Well, I don’t really have a favourite species, but I have been known to be a bit biased towards the pangolin..
I first started thinking about pangolins when I was working with Simon Stuart at the International Union for Conservation of Nature (IUCN). Pangolins were mostly listed as Near Threatened and nobody really knew anything about them, but we both suspected they were a lot more threatened than anybody thought. An opportunity arose to start the IUCN Specialist Group with Dan Challender, and to try to raise the profile of the species. Basically, this was a starting from scratch scenario, where we could create the action plans, bring the experts together, and define the pangolins’ status. We found that they were much more threatened than anybody thought.

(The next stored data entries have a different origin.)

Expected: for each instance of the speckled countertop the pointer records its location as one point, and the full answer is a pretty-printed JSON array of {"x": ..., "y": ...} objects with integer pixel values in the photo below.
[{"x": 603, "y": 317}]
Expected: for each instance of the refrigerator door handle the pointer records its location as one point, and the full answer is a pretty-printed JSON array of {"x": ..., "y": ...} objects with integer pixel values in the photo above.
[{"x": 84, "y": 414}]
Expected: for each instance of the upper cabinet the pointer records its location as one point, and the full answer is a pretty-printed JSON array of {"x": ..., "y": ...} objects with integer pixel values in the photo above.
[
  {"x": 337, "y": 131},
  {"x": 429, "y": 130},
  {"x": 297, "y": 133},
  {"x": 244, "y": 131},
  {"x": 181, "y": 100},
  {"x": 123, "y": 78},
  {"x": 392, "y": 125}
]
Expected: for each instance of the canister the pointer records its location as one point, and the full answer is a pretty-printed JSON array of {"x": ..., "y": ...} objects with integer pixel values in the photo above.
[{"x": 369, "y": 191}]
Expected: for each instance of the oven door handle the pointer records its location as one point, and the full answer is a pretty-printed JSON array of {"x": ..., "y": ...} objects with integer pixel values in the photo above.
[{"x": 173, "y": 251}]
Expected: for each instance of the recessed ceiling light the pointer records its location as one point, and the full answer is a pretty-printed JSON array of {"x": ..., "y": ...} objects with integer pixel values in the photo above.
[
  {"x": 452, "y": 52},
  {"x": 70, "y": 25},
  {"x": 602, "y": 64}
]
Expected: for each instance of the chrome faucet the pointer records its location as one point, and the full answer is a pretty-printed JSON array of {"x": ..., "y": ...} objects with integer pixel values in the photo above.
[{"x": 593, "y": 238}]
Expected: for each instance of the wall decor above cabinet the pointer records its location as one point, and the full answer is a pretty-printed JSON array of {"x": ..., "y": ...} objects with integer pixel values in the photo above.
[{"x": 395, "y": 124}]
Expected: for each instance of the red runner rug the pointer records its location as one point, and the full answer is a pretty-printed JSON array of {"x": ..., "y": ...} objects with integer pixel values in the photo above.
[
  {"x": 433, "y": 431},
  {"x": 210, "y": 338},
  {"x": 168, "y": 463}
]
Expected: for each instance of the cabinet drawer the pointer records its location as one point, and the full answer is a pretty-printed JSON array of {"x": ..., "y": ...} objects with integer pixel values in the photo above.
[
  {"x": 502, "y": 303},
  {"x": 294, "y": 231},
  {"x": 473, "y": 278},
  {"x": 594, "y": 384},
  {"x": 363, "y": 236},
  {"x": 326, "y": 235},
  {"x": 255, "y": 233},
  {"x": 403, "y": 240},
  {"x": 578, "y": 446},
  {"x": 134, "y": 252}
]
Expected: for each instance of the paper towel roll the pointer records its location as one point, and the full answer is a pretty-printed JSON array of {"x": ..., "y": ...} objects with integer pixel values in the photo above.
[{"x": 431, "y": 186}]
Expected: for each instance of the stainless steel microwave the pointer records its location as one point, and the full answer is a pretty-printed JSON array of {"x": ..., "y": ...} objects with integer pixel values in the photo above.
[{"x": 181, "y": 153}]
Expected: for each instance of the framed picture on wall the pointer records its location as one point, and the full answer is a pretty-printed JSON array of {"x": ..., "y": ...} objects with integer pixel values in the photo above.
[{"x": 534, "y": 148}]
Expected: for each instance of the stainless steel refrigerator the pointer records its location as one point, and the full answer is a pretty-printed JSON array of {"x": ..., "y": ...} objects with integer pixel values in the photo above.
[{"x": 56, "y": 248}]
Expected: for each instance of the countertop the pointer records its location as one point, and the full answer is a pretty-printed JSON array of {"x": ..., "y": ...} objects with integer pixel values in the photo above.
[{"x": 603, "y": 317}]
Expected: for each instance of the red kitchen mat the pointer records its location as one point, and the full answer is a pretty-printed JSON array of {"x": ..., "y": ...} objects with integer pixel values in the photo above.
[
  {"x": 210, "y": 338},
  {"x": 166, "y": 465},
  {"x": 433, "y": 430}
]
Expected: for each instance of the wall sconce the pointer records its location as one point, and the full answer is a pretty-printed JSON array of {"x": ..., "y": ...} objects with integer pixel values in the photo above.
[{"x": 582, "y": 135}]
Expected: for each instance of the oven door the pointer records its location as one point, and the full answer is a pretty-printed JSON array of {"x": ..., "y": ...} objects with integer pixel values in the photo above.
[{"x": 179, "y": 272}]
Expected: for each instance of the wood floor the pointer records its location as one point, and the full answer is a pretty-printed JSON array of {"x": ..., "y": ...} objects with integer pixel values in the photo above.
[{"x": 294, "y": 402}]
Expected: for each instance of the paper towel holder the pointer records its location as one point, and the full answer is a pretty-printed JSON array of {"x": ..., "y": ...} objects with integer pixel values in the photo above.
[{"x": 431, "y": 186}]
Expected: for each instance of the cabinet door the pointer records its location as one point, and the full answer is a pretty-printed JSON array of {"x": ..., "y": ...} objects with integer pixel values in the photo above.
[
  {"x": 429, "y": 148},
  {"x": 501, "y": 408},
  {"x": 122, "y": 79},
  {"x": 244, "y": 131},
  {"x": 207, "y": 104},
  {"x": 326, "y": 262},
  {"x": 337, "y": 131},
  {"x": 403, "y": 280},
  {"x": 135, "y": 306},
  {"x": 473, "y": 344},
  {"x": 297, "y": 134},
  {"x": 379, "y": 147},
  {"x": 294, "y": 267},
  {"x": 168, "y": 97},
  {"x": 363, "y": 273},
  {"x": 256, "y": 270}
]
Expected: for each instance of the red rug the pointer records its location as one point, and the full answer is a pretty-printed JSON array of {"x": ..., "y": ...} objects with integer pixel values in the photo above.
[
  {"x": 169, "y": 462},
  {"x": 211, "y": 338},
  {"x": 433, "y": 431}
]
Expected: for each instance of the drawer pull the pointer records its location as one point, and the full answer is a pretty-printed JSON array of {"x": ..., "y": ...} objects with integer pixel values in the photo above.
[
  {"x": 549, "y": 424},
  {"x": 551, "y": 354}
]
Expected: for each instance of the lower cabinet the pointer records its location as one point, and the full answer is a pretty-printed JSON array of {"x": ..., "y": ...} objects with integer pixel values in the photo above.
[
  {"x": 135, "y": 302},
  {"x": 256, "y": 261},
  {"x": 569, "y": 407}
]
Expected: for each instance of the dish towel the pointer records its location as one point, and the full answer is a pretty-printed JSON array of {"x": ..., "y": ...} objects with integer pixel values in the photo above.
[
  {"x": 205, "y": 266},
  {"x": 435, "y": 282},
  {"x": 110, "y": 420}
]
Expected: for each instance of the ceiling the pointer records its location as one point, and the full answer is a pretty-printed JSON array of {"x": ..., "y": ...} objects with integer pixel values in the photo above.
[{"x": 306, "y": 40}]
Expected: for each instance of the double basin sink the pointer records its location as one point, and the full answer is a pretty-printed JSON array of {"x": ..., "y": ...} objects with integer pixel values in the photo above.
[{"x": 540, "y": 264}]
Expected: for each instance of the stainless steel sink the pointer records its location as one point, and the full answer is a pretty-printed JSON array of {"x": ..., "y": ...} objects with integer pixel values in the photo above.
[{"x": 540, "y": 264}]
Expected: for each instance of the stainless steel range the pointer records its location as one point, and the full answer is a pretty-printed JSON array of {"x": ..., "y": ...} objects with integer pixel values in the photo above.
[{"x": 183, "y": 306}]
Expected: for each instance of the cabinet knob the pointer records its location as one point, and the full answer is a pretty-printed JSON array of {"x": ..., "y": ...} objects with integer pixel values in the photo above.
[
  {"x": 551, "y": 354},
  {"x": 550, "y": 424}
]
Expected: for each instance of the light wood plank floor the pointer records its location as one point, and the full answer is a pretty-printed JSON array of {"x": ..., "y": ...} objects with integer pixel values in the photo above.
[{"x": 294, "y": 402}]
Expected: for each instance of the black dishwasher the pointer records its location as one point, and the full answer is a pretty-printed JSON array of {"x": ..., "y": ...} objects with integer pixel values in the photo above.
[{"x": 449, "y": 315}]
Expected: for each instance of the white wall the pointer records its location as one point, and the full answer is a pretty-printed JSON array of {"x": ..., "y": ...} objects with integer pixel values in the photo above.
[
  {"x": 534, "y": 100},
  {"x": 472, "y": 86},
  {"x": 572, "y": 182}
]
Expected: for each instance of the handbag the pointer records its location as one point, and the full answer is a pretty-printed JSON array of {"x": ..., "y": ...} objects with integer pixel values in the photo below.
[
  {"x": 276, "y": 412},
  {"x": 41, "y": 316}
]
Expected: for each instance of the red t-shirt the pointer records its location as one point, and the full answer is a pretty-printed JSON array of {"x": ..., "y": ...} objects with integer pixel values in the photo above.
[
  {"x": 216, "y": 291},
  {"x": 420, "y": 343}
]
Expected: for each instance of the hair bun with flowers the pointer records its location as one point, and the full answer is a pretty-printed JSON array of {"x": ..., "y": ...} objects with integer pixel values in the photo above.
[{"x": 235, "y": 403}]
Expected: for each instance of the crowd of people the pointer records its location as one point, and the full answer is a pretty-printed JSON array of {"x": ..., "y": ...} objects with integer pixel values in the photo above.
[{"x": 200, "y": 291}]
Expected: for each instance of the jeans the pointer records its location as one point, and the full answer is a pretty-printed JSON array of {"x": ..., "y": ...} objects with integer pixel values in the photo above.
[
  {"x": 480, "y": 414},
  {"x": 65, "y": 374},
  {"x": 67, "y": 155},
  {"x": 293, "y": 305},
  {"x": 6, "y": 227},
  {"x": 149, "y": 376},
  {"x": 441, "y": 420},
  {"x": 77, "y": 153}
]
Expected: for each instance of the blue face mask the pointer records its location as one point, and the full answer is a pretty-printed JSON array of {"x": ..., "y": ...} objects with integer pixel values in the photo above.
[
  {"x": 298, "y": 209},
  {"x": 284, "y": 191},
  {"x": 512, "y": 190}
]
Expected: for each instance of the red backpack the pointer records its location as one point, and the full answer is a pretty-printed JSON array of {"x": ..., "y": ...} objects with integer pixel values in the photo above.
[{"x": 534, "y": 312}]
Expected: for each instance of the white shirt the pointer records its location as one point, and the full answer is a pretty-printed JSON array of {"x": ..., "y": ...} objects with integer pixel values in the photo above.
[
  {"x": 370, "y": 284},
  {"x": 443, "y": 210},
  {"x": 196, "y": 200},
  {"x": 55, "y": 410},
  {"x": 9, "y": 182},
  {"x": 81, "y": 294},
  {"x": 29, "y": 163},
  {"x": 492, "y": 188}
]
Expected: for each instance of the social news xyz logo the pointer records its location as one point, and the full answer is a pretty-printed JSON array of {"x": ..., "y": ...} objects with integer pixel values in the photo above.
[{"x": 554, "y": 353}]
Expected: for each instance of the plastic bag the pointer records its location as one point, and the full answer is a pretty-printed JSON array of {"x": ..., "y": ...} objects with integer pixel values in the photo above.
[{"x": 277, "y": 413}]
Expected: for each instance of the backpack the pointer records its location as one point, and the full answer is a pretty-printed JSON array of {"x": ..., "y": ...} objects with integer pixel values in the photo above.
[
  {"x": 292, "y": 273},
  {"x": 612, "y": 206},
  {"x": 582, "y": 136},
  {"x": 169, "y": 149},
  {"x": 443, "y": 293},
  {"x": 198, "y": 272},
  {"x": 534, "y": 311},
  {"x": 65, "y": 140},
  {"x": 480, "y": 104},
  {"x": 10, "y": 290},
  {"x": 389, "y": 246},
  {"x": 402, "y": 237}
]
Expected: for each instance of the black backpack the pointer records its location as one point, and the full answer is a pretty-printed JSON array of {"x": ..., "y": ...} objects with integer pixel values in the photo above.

We then pulled together all the data on trade, worked on major influencers to make them a profile species, started various initiatives, for example, creating a gaming app about pangolins with the Royal Foundation. We managed to get all sorts of media coverage and stories about the most threatened, illegally-traded mammal in the world. We created the narrative by which people wanted to engage and the species became listed on CITES.
It has been a really interesting process being on that journey with a species that was basically unknown to many, to one that is now familiar to many children … you know it’s in Disney films now. Most children could at least know something about what it is, and that to me is exciting and shows that you can at least bring species into the public consciousness. We still need to push harder to protect it, but I think the pangolin has a much better chance now than it did five years ago.
But I really don’t have a favourite species!
This interview has been edited for length and clarity.